TGF-β regulates cell self-renewal, growth and differentiation, while Smad2 is a receptor for TGF-β. The TGF-β/Smad2 signaling pathway has been shown to be closely related to the stemness of LCSCs [30]. As an isoflavone, glabridin (GLA) is isolated from the root of Glycyrrhiza glabra L., and exhibits notable biological properties including anti-bacterial anti-inflammatory, anti-tumor, anti-oxidation, neuroprotective [31]. GLA could inhibit TGF-β-induced Smad2 phosphorylation and endogenous Smad2 activation, promote the expression of miR-148a in a dose and time dependent manner, finally suppressed LCSCs-like characteristics through the inhibition of miR-148a-mediated TGF-β/Smad2 signaling pathway [32]. Arsenic trioxide (ATO) is considered to be the most toxic compound in TCM and has been proved to inhibit the growth of cancer cells [33]. ATO could reduce the expression of Smad3 by promoting the expression of miR-491 in vivo and vitro. After the knockout of miR-491 or Smad3, inhibition of endogenous TGF-β signaling and CSCs-like properties diminished, demonstrating that ATO targets LCSCs by inhibiting endogenous TGF-β signaling through miR-491-mediated Smad3 silencing [34].

NF-κB signaling pathway

NF-κB signaling pathway is involved in a range of biological processes including cell proliferation and differentiation, it is also believed to be involved in the maintenance of many stem cells as well as CSCs, and contributes to the invasion of CSCs [35]. Curcumin treatment led to selective depletion of LCSCs in susceptible strain, which was evidenced by reduction of SP cells and sphere formation, down-regulation of CSCs markers and diminished tumorigenicity. Alternatively, this process could be enhanced by use of NF-κB inhibitors or blocking of NF-κB signaling [36]. Wang et al. found that the inhibitory effect of ATO on CD133 and EpCAM weakened in the BELMDR cells which were transfected with NF-κB siRNA. Moreover, ATO could activate miR-148A through demethylation, weaken the phosphorylation of P65, and control the NF-κB pathway, thereby inhibiting the phenotype of LCSCs [37]. Further, after ATO intervention, the expression of LIF, JAK1, STAT3 as well as NF-κB signaling pathway members P50, P52, P65, c-Rel, significantly down-regulated in LCSCs, revealing that ATO effectively induces differentiation of LCSCs by synergistic inhibition of LIF/JAK1/STAT3 and NF-κB signaling pathways [38].

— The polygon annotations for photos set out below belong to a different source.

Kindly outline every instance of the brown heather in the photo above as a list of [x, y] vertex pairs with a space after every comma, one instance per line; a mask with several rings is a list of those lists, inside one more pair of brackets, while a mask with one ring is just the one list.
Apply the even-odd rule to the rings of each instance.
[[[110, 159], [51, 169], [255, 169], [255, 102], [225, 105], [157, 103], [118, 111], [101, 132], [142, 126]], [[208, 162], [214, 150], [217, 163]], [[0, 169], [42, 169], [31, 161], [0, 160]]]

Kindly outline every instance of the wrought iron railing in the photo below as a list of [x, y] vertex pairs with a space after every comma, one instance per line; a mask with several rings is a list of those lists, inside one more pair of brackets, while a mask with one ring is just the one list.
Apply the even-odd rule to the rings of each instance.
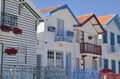
[[97, 70], [66, 70], [62, 68], [6, 67], [2, 79], [98, 79]]
[[101, 46], [91, 44], [91, 43], [80, 43], [80, 53], [90, 53], [101, 55], [102, 54]]

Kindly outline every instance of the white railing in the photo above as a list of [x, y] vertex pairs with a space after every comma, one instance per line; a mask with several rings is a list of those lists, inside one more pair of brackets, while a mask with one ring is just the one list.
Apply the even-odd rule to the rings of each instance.
[[3, 68], [2, 79], [99, 79], [97, 70], [66, 70], [62, 68]]

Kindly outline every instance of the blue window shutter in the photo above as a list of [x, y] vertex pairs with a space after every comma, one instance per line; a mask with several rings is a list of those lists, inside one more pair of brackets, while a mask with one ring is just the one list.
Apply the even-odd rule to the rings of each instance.
[[104, 59], [104, 68], [108, 68], [108, 59]]
[[103, 43], [108, 43], [108, 35], [106, 30], [105, 33], [103, 34]]
[[113, 70], [114, 72], [116, 72], [116, 63], [115, 63], [115, 60], [112, 60], [112, 61], [111, 61], [111, 66], [112, 66], [112, 70]]

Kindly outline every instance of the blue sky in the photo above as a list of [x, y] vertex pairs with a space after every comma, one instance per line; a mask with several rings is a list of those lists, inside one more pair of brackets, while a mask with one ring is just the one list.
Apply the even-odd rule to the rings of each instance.
[[95, 13], [97, 16], [118, 14], [120, 0], [32, 0], [38, 9], [67, 4], [75, 16]]

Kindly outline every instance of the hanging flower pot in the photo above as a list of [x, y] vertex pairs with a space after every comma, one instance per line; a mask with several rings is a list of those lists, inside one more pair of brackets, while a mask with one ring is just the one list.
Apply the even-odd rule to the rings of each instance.
[[5, 49], [5, 53], [7, 53], [8, 55], [16, 54], [17, 53], [17, 49], [15, 49], [15, 48], [8, 48], [8, 49]]
[[1, 26], [1, 30], [2, 30], [2, 31], [5, 31], [5, 32], [9, 32], [9, 31], [12, 30], [12, 28], [9, 27], [9, 26]]
[[22, 29], [15, 27], [15, 28], [13, 28], [13, 33], [14, 34], [22, 34]]

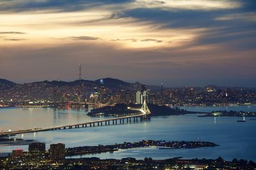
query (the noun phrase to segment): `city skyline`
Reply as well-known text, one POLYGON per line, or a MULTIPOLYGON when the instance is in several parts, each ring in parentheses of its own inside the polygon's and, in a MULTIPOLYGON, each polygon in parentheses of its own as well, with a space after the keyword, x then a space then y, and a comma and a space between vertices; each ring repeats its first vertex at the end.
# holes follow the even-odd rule
POLYGON ((0 78, 255 87, 253 1, 2 1, 0 78))

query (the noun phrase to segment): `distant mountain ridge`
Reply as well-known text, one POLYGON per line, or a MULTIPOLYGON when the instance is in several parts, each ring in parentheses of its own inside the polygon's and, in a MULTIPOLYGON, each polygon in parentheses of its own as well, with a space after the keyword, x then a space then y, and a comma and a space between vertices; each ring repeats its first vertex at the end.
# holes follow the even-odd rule
POLYGON ((5 85, 16 85, 15 83, 9 81, 6 79, 0 78, 0 84, 5 84, 5 85))

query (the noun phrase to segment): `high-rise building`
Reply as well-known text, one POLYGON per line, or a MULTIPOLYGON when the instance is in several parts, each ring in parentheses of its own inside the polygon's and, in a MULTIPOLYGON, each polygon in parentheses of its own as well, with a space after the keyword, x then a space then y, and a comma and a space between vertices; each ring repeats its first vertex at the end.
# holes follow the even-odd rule
POLYGON ((50 145, 50 157, 51 160, 65 159, 65 144, 57 143, 50 145))
POLYGON ((12 150, 12 156, 14 157, 17 157, 23 154, 23 150, 17 149, 12 150))
POLYGON ((28 146, 28 151, 31 153, 44 153, 45 152, 45 143, 32 143, 28 146))
POLYGON ((145 90, 147 90, 147 87, 145 85, 142 85, 140 87, 140 91, 143 93, 145 90))
POLYGON ((138 91, 136 92, 136 104, 141 104, 141 92, 138 91))
POLYGON ((141 90, 136 92, 136 104, 143 104, 144 101, 148 102, 148 95, 146 86, 141 85, 141 90))

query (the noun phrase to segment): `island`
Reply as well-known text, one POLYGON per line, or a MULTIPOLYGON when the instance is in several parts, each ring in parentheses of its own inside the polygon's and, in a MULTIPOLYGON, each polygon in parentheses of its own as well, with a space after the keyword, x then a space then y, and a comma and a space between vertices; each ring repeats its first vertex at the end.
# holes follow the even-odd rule
POLYGON ((110 145, 84 146, 66 149, 66 156, 77 155, 100 153, 107 152, 118 151, 119 149, 130 149, 148 146, 159 147, 159 149, 180 149, 180 148, 196 148, 202 147, 214 147, 220 146, 212 142, 205 141, 166 141, 142 140, 138 142, 124 142, 122 144, 114 144, 110 145))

EGF/EGFR signaling pathway

EGF is a ligand that binds to EGF receptor (EGFR), which is a member of the receptor tyrosine kinase (RTK) family. The activation of the EGF/EGFR signaling pathway is closely associated with poor prognosis of HCC [39]. It has been found that the EGF/EGFR signaling pathway plays an important role in the formation and maintenance of many CSCs [40]. Catechol is a kind of natural compounds which can be separated from natural plants [41]. Lim et al. found that the number of mammosphere increased by EGF were decreased after catechol treatment through mammosphere assay. And the same concentration of catechol and EGFR antagonist carnitinib could reduce the expression of CD44 and Nanog. Taken together, catechol can regulate the level of CSCs markers and inhibit stem cell-like characteristics through EGF/EGFR signaling pathway [42]. Moreover, Brucea javanica (BJ) water extract dose-dependently diminished the levels of EGFR and Akt, and inhibited the phosphorylation of Akts473 in Hep3B cells. It could also promote cell apoptosis and reduce the growth of LCSCs by targeting EGFR [43].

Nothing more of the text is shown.